Vor mehr als 40 Jahren beschlossen die Vereinten Nationen, dass reiche Staaten 0,7 Prozent ihres Bruttonationaleinkommens für Entwicklungshilfe zur Verfügung stellen sollten. 2016 haben von den 28 Ländern der Europäischen Union nur fünf dieses Ziel erreicht. Selbst Deutschland, dessen Quote bei exakt 0,7 Prozent liegt, hätte 2016 ohne die Anrechnung von Ausgaben für Flüchtlinge im Inland nur etwa 0,5 Prozent des Bruttonationaleinkommens für Entwicklungshilfe aufgewendet. Und Probleme gibt es viele, für so spezifische Probleme wie die Bedrohung lokaler Bananensorten bleibt höchstens ein winziger Teil des Geldes über.

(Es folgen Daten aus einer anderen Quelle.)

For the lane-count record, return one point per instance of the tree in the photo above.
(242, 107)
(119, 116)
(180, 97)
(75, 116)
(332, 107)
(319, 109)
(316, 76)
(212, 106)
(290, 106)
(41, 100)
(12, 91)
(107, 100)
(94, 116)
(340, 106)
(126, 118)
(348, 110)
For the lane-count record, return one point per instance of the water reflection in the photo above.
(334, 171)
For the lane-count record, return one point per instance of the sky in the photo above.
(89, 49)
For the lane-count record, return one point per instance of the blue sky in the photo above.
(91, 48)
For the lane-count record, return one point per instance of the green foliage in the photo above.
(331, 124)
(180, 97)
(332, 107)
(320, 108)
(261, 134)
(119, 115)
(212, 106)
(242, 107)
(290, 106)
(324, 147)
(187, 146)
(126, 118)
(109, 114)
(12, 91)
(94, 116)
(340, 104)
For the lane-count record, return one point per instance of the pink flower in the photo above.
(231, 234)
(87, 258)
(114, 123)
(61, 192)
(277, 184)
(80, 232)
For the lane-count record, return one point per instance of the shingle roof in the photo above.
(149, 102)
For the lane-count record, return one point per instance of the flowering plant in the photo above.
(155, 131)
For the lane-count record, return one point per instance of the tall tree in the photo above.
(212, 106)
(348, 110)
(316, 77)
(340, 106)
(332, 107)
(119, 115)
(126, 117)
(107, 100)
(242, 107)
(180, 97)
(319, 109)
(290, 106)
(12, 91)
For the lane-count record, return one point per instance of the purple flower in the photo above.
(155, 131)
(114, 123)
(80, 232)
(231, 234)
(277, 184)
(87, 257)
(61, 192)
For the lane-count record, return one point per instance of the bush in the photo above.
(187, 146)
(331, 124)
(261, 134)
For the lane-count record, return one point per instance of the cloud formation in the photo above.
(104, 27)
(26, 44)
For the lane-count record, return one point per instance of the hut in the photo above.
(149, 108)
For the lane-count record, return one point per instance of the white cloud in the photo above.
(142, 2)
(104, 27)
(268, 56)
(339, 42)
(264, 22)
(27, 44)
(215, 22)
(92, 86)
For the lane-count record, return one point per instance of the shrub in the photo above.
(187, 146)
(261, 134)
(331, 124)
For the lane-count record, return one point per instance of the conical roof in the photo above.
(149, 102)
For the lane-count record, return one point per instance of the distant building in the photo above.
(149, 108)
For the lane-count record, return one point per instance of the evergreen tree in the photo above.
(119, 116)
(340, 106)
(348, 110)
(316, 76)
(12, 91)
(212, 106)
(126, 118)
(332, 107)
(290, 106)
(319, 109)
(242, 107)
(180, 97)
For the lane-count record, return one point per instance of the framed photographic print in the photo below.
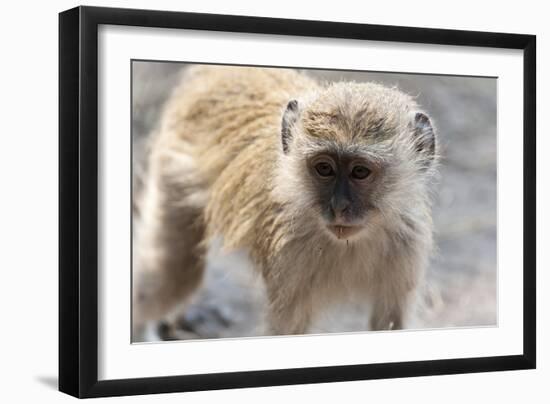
(251, 201)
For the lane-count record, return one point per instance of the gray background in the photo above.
(461, 289)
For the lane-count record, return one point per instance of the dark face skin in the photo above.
(344, 184)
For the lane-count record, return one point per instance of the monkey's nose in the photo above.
(339, 206)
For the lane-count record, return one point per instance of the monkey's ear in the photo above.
(424, 135)
(290, 116)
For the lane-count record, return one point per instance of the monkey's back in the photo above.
(227, 119)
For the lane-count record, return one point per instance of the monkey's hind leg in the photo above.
(169, 254)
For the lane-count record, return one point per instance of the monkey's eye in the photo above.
(324, 169)
(360, 172)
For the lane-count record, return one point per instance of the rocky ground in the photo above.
(461, 289)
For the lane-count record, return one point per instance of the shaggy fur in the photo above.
(230, 159)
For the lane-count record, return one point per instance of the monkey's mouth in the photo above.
(344, 232)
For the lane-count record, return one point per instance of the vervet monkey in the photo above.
(326, 186)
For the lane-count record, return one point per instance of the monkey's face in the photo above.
(355, 157)
(343, 188)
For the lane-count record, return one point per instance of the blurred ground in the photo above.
(461, 288)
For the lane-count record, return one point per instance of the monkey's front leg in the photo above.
(393, 301)
(389, 313)
(290, 308)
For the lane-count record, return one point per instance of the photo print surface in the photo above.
(282, 201)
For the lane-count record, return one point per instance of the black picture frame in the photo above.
(78, 201)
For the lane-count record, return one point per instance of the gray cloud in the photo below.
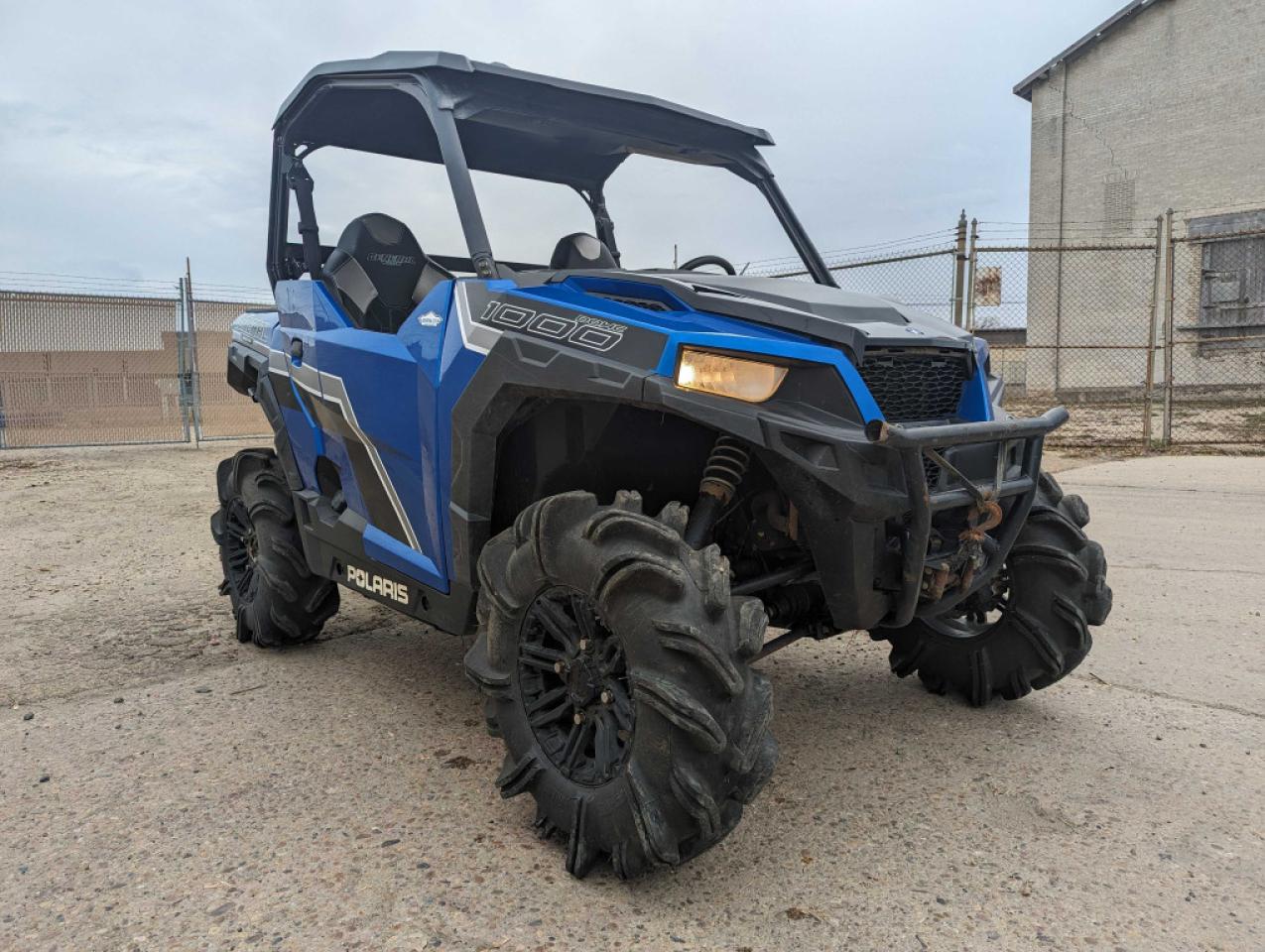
(133, 136)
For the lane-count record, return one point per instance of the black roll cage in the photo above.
(445, 96)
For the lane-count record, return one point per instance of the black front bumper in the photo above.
(867, 506)
(1011, 484)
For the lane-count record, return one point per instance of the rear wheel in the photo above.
(1030, 627)
(276, 598)
(616, 669)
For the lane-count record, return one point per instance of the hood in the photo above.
(828, 313)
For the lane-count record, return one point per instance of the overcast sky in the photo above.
(133, 134)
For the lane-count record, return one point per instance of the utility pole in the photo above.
(959, 279)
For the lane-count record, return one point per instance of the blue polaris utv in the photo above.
(620, 479)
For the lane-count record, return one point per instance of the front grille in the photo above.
(915, 383)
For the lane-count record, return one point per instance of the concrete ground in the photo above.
(175, 790)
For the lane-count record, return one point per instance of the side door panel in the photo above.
(377, 417)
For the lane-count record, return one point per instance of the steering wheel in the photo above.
(695, 263)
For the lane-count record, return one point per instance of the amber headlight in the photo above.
(725, 376)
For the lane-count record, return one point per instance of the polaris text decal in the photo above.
(582, 330)
(377, 585)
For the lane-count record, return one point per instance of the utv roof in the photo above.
(510, 122)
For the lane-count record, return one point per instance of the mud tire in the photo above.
(1058, 592)
(276, 598)
(699, 746)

Wer die DDR erlebt hat, kann sich an Zeiten erinnern, in der die Banane das war, was sie im Grunde in Europa sein sollte: Eine exotische Frucht. Doch mittlerweile gehört die Exportbanane Cavendish, die wochenlang über den Ozean nach Europa fahren muss für die meisten Menschen zum Alltag wie ein Apfel, der in Nachbars Garten wächst, und und im Supermarkt genauso wenig kostet. Es braucht die Hilfe internationaler Geldgeber und staatlicher Entwicklungshilfeorganisationen, damit das auch für die Menschen so bleibt, die von anderen Bananensorten abhängig sind.